И ушла, и месяца два с неблагодарной подругой не разговаривала, а баба Лена все эти месяцы приходила в чувство: ей было и стыдно, и страшно, и жалко до слёз свою выжившую из ума соседку, и все эти чувства были так остры, что дыхание перехватывало. Избавится от такого удара можно было лишь одним способом: как следует разозлиться на Петровну, что баба Лена и сделала в конце концов:
— Ах, клюка старая! Никакая смерть её не берёт! — говорила она мне. — Болеть — не болеет!.. По улице ходит вдоль и поперёк — и ни одна ведь машина её не собьёт! Молодых сбивают — только стон стоит по городу, а её берегут на кой-то ляд, сокровище такое! Зачем человеку долго жить? Куда столько? Вот радость-то привалила — до ста лет небо коптить; по мне, так хоть завтра смерть приди — только рада буду, хватит уже чужое место занимать!..
Кажется, баба Лена говорила это искренне, — но дни шли за днями, годы за годами, а она жила себе, и Петровна жила, и с виду ни та, ни другая за минувшие пять не изменились, не постарели и к смерти не приблизились.

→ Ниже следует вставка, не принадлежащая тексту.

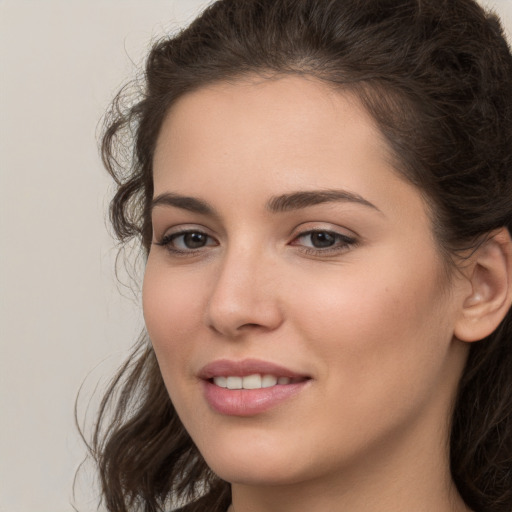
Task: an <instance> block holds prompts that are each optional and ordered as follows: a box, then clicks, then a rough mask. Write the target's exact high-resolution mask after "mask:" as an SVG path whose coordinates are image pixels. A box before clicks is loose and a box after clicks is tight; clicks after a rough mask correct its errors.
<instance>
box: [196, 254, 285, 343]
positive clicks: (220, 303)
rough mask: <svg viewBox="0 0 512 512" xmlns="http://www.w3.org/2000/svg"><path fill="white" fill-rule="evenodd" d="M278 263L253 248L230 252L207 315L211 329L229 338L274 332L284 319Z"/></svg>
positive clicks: (221, 264) (219, 271) (211, 297)
mask: <svg viewBox="0 0 512 512" xmlns="http://www.w3.org/2000/svg"><path fill="white" fill-rule="evenodd" d="M276 277H277V276H276V275H275V264H274V263H273V262H271V261H269V260H268V259H266V258H265V257H264V255H262V254H261V253H257V252H252V251H250V250H242V251H231V253H230V254H226V256H225V258H224V260H223V261H222V264H221V269H220V271H219V273H218V275H217V278H216V280H215V283H214V287H213V290H212V293H211V296H210V300H209V303H208V307H207V311H206V315H207V322H208V325H209V327H210V328H211V329H213V330H214V331H216V332H217V333H219V334H222V335H223V336H226V337H229V338H238V337H241V336H242V335H244V334H246V333H248V332H254V331H260V332H266V331H272V330H275V329H277V328H278V327H279V326H280V325H281V323H282V322H283V314H282V311H281V307H280V301H279V297H278V295H279V294H278V287H279V285H278V280H277V279H276Z"/></svg>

Рулецкого я помню сызмальства: учился он у нас в начальных классах — длинный и тонкий был, с огромной головой-грушей, посаженной черенком вниз на узенькие плечи, с большущими, несимметрично лежащими девичьими чёрными глазами. Мы с ним сидели на одной парте — три года подряд. Большая и, видимо, тяжёлая его голова не смогла, впрочем, переварить премудрости школьной программы, и после третьего класса Рулецкого из нашей седьмой школы убрали в пятнадцатую школу имени Фурманова — известный в Свирске заповедник неуспевающих. Там он и произрастал до семнадцати лет, вдали от моих глаз. В семнадцать лет он, как я слышал, начал заниматься одновременно боксом, карате и бодибилдингом и что-то такое в себе надорвал, или растянул, или сломал, получил третью группу инвалидности, — успев, однако, неплохо накачаться. Таким я его и встретил в восемнадцать лет — крепким с виду, но надломленным изнутри. До сих пор прекрасно помню, как он выглядел в детстве: эти безконечно добрые, глупые глаза, выпуклый лоб, скромная улыбочка; сейчас я не без удивления сравниваю этот умилительный образ с тем, что имеется в наличии, с этим недоделанным бандюком, с этим печальным, угодливым, бессовестным, хамоватым, жалким переростком в чёрной косухе и чёрной бейсболке. Бутон раскрылся, гусеница стала бабочкой, — бедная гусеница! — но, что выросло, то выросло.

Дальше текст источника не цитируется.